Consider a Binary Search Tree.

(a) Draw all valid Binary Search Trees for the four nodes 1, 2, 3, 5.

(b) Look up Catalan Numbers on the internet, and compute the nth Catalan number for n = 4. Compare this

number to the number of Binary Search Trees you came up with above.

2. [10 points]

(a) Draw all valid Binary Red Black Trees for the four nodes 1, 2, 3, 5. Label each of your nodes R or B for Red/Black. Note the corresponding Black Height of each of the nodes in your Red Black Trees, to help convince yourself it is a valid Red Black tree.

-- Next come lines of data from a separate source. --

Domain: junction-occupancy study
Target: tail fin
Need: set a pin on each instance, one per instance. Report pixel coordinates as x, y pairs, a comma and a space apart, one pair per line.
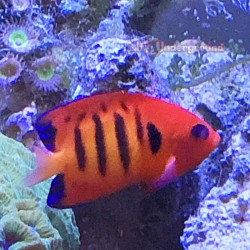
46, 167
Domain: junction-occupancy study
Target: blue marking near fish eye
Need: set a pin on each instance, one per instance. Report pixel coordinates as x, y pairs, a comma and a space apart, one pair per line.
200, 131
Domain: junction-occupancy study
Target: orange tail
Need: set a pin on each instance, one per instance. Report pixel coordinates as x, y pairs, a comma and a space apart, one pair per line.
46, 167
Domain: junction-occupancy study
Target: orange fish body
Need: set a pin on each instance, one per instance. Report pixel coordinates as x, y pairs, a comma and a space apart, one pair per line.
104, 143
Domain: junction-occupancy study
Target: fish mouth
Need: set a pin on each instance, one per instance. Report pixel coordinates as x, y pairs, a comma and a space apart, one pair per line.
217, 138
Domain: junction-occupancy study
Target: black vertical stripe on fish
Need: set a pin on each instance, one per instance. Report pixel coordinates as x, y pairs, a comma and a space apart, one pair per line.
122, 140
124, 106
104, 107
155, 138
139, 127
47, 133
67, 118
79, 149
100, 145
56, 192
81, 116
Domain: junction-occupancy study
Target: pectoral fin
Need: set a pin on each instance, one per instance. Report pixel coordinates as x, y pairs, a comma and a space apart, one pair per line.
169, 174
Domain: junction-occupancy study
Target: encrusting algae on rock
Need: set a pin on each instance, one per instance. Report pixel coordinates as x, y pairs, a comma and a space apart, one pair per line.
25, 221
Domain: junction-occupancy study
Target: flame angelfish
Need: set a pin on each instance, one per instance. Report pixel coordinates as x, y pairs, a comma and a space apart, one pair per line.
101, 144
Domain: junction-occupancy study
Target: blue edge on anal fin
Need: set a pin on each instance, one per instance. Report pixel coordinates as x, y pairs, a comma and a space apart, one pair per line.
47, 133
56, 192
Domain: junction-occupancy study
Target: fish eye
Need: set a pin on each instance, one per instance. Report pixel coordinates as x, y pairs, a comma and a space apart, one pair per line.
200, 131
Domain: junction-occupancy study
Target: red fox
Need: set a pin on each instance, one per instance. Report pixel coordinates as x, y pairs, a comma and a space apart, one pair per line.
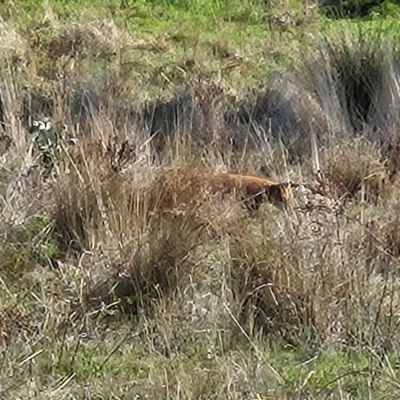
253, 190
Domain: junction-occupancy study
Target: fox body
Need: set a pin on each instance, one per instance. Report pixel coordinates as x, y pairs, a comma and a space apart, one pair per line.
251, 189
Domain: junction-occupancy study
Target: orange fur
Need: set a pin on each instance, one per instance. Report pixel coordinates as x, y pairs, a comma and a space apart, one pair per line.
183, 189
252, 189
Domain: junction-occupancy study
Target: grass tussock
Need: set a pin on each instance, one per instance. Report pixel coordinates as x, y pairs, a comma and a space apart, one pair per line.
122, 275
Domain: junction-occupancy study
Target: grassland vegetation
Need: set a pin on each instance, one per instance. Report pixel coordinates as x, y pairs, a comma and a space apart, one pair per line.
106, 293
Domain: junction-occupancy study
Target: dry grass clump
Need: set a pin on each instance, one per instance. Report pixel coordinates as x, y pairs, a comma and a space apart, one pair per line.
128, 238
354, 170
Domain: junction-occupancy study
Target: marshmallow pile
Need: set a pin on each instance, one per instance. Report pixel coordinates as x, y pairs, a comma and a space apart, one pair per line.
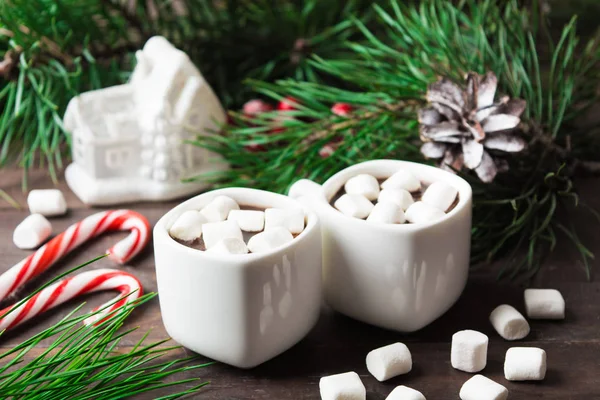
468, 353
34, 230
394, 200
383, 363
221, 225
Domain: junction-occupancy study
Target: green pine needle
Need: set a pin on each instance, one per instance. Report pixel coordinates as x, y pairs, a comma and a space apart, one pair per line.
84, 361
56, 50
405, 49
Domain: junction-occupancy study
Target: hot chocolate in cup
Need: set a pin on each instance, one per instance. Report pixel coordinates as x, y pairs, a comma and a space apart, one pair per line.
396, 276
240, 309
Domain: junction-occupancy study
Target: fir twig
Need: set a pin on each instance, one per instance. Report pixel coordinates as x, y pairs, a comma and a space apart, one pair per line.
85, 362
419, 43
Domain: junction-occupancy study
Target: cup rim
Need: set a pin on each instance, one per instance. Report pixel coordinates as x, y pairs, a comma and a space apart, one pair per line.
335, 182
161, 228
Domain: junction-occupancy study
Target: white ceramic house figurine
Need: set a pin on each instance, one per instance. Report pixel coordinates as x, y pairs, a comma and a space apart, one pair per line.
128, 141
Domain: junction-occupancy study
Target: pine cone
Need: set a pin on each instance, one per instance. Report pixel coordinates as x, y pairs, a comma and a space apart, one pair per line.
461, 126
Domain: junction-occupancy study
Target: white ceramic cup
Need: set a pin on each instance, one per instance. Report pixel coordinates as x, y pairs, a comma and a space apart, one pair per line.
400, 277
241, 309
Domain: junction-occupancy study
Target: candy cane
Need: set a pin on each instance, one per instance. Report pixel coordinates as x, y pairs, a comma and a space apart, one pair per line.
69, 288
64, 243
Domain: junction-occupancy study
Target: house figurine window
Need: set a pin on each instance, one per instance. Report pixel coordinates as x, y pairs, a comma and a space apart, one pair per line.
117, 158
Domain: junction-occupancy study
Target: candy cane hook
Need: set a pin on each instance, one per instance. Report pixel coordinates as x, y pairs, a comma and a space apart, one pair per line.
69, 288
64, 243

(b) At least for one of your Red Black Trees, give a full explanation of why it is a valid Red Black Tree, and how you determined the Black Height of the nodes.

3. [10 points]

Show schematics of Red Black trees with Black Height 3, that have either the shortest or the longest possible simple path from the root node to a descendant leaf (nil node). What is the maximum ratio between the longest and the shortest possible simple paths?

4. [10 points]

Consider a Red Black tree that already has 41; 38; 31; 12 inserted. Draw the resulting Red Black tree (you can use for help https://www.cs.usfca.edu/galles/visualization/RedBlack.html). Now consider adding the node 19. Show all the stages of the insert fix up and write down what cases these changes correspond to (from what we learned). Again, you can use the animation for help, but explain what was done in terms of the cases. Finally, explain why the final tree after inserting 19 is a valid Red Black tree.